M
y wife, to her extreme chagrin, drove on American roads for the first time today. We left early, before breakfast, to procure our daily bread, and our timing proved fortuitous. The roads were bare as we turned off the driveway, but snow had already begun its siege, and the edges had been softened on the Upstate landscape by the time we reached the grocery store.
It's difficult rying to explain what it's like to drive on snow to someone who had never seen it a month earlier. The problem is, that driving on snow is exactly like driving on asphalt, precisely until it isn't anymore. More often than not, the change from the ordinary to the catastrophic loss of control happens very suddenly, with little warning -- a turn taken slightly too hard, a vaguely aggressive brake, and the vehicle turns into a 2-ton sled.
So you try to develop a serenity on the road. "I'm in no hurry," you tell yourself over and over, as the grey turns to white. "No hurry at all." The road is covered, and you pass on, and through, and in it.
The land up here is a magician's trick, over and over. The world is covered, and completely transformed; then uncovered, and made new again. The snow fort begins to run ragged, hardens with use, begins to lose its charm -- and then itself is covered by the next playful storm, and is rejuvenated; in layer after layer until the sun can be bothered to return and put all the toys back in their boxes.

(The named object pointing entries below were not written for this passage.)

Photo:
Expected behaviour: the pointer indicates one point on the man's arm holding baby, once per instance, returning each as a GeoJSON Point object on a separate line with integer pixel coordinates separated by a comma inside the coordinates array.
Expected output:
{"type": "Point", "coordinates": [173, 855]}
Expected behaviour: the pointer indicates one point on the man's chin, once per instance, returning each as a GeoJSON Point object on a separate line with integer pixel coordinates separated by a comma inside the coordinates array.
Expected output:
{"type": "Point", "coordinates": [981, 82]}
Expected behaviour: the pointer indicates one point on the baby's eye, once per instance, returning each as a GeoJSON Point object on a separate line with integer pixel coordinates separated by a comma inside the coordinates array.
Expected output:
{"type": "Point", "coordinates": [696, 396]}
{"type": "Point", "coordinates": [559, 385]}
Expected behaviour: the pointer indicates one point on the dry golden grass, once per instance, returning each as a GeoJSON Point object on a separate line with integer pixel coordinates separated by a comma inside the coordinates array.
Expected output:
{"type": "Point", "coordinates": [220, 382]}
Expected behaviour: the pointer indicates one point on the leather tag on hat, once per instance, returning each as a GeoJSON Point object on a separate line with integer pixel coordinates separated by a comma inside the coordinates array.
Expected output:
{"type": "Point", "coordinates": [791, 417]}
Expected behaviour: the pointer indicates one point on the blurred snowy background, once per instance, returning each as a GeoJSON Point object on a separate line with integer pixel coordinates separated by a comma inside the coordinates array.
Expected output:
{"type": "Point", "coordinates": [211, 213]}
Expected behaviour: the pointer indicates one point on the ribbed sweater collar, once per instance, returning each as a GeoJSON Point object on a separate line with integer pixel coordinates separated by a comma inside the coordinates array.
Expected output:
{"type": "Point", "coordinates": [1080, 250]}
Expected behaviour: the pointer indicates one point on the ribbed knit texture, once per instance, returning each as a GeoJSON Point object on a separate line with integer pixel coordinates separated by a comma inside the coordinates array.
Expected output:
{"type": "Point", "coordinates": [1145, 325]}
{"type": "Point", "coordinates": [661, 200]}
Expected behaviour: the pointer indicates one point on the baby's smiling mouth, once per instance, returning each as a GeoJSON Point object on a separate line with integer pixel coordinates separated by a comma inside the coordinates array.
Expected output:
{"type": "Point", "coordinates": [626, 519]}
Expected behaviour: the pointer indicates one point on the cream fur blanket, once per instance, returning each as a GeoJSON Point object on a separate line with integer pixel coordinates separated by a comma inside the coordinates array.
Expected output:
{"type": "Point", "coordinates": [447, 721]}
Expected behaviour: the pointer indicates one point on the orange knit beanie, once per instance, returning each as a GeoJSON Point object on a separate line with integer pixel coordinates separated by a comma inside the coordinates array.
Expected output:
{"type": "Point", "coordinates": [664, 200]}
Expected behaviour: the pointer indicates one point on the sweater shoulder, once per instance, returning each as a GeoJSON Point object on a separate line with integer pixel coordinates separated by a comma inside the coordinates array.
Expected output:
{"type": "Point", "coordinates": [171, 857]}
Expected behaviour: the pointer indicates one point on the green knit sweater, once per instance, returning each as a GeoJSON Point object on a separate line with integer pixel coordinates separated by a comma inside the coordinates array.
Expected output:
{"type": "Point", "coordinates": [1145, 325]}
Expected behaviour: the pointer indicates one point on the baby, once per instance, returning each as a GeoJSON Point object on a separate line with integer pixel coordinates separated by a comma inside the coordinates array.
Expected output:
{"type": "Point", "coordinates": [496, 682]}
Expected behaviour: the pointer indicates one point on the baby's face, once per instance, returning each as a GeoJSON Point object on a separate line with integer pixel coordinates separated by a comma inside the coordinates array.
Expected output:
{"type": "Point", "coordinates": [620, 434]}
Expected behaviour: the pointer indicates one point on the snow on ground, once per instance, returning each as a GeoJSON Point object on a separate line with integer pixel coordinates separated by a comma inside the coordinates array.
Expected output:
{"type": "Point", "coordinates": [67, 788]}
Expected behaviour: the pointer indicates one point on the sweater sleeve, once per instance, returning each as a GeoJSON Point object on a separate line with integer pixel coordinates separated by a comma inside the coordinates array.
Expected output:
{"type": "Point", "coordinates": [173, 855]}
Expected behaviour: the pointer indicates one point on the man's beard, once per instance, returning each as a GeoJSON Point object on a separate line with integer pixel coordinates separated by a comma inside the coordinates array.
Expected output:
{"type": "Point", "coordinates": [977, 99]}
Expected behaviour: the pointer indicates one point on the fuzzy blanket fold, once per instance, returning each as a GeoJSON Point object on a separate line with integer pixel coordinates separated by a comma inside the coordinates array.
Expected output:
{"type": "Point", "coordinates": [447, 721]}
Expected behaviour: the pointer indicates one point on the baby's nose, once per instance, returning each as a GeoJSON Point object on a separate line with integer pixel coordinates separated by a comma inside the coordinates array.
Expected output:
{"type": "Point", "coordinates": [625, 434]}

The sky whips through these cycles of cover and nakedness as well (that saucy architect of the shifting land). There is nothing more sullen than a full winter sky; and nothing more serene than its spent clarity; white countenance shed upon the ground to make way for the stars. How the light hangs and is preserved on a winter night. How it soaks into the fiber of tree and earth, its glow sustains us til morning, if we will only step outside a moment and look.